Living expenses are a prerequisite to gaining or producing an employee's assessable income and are not incurred in performing an employee's income-producing activities. Living expenses are also private or domestic in nature. This means that even if these expenses were incurred in gaining or producing assessable income, they still would not be deductible due to the application of paragraph ITAA 1997 8-1(2)(b).

Paragraph 14.

While living expenses must be incurred before any assessable income can be derived, a loss or outgoing is not incurred in gaining or producing an employee's assessable income merely because it is necessary. This is particularly relevant to living expenses. A person must eat and sleep somewhere, whether or not they engage in employment.

Paragraph 24.

An employee cannot deduct accommodation and food and drink expenses they have incurred where, due to their personal circumstances, they live far away from where they gain or produce their assessable income. These expenses are living expenses and are not deductible.

Paragraph 25.

In these circumstances, the expenses are incurred because the employee's personal circumstances are such that they keep their usual residence, rather than relocate. The occasion of the outgoing for accommodation and food and drink is not found in the employee's income-producing activities, meaning that these expenses are not incurred in the course of gaining or producing the employee's assessable income. They are private and domestic in nature.
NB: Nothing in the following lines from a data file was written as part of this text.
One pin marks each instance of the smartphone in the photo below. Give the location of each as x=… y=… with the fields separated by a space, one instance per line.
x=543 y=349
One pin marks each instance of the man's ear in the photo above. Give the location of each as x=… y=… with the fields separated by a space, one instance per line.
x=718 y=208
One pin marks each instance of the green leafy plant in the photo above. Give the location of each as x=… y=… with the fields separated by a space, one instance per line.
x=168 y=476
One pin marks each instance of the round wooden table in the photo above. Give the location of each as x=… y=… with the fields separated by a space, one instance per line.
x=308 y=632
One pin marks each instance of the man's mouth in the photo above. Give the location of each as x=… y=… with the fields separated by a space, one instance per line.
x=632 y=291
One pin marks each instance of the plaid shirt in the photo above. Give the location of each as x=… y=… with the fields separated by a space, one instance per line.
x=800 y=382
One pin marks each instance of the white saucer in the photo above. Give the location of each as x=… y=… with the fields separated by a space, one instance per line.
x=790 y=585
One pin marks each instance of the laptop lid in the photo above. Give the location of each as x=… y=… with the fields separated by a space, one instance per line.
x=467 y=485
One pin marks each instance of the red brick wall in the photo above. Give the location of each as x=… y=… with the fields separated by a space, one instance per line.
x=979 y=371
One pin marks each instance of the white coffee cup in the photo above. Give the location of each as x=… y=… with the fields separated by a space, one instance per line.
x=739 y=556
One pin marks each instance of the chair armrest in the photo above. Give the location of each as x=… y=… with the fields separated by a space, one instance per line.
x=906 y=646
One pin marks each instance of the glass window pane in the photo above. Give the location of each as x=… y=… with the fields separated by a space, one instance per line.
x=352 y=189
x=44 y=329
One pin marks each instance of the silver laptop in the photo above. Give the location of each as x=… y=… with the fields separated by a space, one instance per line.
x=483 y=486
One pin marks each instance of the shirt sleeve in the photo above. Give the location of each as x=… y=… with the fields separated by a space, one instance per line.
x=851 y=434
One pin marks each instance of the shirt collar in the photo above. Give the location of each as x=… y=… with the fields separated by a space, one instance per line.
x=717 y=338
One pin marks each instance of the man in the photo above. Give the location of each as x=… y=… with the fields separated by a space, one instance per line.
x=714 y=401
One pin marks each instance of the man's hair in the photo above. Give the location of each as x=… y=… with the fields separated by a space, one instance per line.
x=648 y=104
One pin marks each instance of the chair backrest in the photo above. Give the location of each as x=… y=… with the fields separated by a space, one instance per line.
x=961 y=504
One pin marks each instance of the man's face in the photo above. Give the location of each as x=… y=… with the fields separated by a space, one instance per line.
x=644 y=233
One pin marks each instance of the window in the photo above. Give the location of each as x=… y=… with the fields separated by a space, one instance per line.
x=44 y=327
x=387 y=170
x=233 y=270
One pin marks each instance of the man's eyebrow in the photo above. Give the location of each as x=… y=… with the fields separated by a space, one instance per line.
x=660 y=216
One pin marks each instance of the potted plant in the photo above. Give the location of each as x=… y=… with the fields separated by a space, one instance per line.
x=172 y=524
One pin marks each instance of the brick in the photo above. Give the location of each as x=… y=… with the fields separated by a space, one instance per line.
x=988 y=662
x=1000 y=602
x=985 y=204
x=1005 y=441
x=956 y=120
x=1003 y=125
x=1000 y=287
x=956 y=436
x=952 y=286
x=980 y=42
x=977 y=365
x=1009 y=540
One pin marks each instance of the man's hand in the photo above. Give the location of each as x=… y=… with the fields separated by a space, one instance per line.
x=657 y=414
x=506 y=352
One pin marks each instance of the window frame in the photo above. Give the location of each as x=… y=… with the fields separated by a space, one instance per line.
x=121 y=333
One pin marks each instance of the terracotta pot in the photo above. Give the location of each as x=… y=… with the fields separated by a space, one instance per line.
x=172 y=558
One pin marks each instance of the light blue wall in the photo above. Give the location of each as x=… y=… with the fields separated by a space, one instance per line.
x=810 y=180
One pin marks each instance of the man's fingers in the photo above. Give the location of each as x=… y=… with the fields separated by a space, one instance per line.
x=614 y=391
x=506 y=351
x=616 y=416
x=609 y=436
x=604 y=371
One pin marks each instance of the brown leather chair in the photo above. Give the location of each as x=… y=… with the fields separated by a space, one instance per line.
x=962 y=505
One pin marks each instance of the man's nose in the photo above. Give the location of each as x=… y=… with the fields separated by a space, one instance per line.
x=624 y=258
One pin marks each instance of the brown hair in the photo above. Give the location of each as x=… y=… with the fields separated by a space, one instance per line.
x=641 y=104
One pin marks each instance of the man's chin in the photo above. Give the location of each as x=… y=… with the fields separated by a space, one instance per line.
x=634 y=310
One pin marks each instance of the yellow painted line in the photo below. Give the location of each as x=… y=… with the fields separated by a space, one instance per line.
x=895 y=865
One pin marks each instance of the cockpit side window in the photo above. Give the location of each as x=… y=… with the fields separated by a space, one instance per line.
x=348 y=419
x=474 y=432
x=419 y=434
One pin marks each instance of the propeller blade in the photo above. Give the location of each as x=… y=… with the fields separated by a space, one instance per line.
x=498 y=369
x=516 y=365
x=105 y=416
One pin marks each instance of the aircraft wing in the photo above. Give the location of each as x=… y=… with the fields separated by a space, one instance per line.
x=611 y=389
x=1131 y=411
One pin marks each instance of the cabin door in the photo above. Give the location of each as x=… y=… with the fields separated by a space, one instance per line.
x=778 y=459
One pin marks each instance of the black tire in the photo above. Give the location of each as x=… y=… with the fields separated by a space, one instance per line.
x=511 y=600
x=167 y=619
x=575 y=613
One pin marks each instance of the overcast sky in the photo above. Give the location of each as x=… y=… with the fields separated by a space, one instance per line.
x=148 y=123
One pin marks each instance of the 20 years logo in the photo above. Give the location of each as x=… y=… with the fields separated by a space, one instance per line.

In your case, you live in the first state and work in the second state, it is your choice to live a large distance from your employment. As the additional expenses you incurred due to Covid-19, were incurred after you finished your work, and not in the course of work, your accommodation and incidental expenses are considered to be private in nature. Accordingly, you are not entitled to a deduction for your expenses under section 8-1 of the ITAA 1997.